Ⅰ 医療・介護・障害福祉等分野における物価高騰等への対応
Ⅱ 三位一体の労働市場改革の推進等
Ⅲ 次なる感染症に備えた対策等
Ⅳ DX・イノベーションの推進
Ⅴ 国民の安全・安心の確保
ここでは、全業種に関係する「Ⅱ 三位一体の労働市場改革の推進等 」に関する施策から助成金の新設・拡充に関するものを紹介し、11月14日分で「Ⅰ 医療・介護・障害福祉等分野における物価高騰等への対応」に関する施策を紹介します。

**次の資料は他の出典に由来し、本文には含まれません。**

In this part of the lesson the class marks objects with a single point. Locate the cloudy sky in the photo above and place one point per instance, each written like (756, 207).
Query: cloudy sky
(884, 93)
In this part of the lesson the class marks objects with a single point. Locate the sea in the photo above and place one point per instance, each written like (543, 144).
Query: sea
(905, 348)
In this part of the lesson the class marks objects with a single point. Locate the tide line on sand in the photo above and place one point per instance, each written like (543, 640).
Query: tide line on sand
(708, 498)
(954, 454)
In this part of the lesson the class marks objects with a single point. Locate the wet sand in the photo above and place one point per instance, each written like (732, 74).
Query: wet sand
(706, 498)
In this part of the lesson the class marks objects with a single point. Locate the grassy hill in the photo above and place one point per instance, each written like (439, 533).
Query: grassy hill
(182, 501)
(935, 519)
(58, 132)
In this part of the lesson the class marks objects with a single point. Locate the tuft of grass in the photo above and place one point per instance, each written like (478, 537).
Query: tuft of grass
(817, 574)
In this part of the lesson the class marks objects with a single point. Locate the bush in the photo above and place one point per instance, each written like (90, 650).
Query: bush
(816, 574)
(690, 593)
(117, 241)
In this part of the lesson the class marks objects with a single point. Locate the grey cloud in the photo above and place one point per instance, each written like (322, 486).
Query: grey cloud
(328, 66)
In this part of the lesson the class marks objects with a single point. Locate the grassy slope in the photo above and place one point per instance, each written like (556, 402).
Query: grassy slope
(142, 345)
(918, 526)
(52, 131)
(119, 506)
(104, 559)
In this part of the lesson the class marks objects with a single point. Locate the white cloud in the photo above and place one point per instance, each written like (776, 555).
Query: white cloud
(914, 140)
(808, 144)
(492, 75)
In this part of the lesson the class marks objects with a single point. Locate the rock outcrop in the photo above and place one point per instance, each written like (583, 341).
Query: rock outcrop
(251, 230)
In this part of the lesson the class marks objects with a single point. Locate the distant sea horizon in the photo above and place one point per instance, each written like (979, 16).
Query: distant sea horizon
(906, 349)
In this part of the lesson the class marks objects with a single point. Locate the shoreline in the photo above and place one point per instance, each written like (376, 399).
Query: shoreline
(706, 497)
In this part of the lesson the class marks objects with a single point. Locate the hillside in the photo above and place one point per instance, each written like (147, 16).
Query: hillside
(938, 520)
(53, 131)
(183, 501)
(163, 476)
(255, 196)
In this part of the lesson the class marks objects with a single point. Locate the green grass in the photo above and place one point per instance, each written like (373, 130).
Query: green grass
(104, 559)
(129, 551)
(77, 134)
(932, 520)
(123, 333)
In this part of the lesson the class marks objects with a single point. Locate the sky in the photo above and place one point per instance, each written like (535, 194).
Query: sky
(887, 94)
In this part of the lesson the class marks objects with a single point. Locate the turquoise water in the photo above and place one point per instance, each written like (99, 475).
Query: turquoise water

助成金の新設・拡充に関する情報として、次の3つがあります。
●キャリアアップ助成金(正社員化コース)の拡充
●産業雇用安定助成金(産業連携人材確保等支援コース)の新設
●両立支援等助成金(育休中等業務代替支援コース(仮称)の新設
【キャリアアップ助成金(正社員化コース)の拡充】
●概要
・正社員化のさらなる促進のため、助成額を見直す
・有期雇用期間が長期化している非正規雇用労働者に対する正社員化を支援するため、支給要件の緩和を図る
・正社員化に新たに取り組む事業主に対する支援を強化するため、正社員転換制度の導入に係る加算措置を新設する
・正社員化にあたり、「多様な正社員」の選択が可能となるよう、多様な正社員制度の導入に係る支援を拡充する
●助成金の金額 (1人当たり)
・中小企業:(現行)57万円 →(拡充)80万円
・大企業:(現行)42万7,500円 →(拡充)60万円
●対象となる有期雇用労働者等の要件緩和(拡充)
・対象となる有期雇用労働者等の雇用期間:(現行)6カ月以上3年以内 →(拡充)6カ月以上
●正社員転換制度の規定に係る加算措置(新設)
・正社員転換制度を新たに規定し、当該雇用区分に転換等した場合(注1)
→ 中小企業:20万円、大企業:15万円
(注1)1事業所当たり加算額(1事業所当たり1回のみ)
(注2)「無期→正規」の転換制度を新たに規定した場合も同額を加算
●多様な正社員制度の規定に係る加算措置(拡充)
・「勤務地限定・職務限定・短時間正社員」制度を新たに規定し、当該雇用区分に転換等した場合(注3)
→中小企業:(現行)9.5万円 →(拡充)40万円
大企業:(現行)71,250円 →(拡充)30万円
(注3)1事業所当たり加算額(1事業所当たり1回のみ)
(注4)「無期→正規」の転換制度を新たに規定した場合も同額を加算
【産業雇用安定助成金(産業連携人材確保等支援コース)の新設】
●概要
景気の変動、産業構造の変化その他の経済上の理由により事業活動の一時的な縮小を余儀なくされた中小企業事業主等が生産性向上等に必要な新たな人材を雇い入れた場合に、当該事業主に対して当該人材に係る賃金の一部を助成する
●対象事業主
・景気の変動、産業構造の変化その他の経済上の理由により事業活動の一時的な縮小を余儀なくされた中小企業事業主等
・生産性向上等に必要な新たな人材を雇い入れた事業主
(注1)中小企業庁の事業再構築補助金またはものづくり・商業・サービス生産性向上促進補助金の一部の枠において採択され、交付決定を受けている事業主が本助成金の対象となります。
●助成要件
補助事業の前後を通じて、労働者の雇用を確保したうえで、生産性向上等に必要なスキル等を保有する労働者(注2)を1人以上、常時雇用する労働者として雇い入れること
(注2)専門的な知識等を有する年収350万円以上の者
●助成額
・中小企業 :250万円(6カ月ごとに125万円×2期)
・中小企業以外:180万円(6カ月ごとに90万円×2期)
本コースの新設に伴い、当分の間支給することとされていた産業雇用安定助成金(事業再構築支援コース)は廃止され、対象人材を令和7年3月31日までに雇い入れた場合の助成に限ることとされます。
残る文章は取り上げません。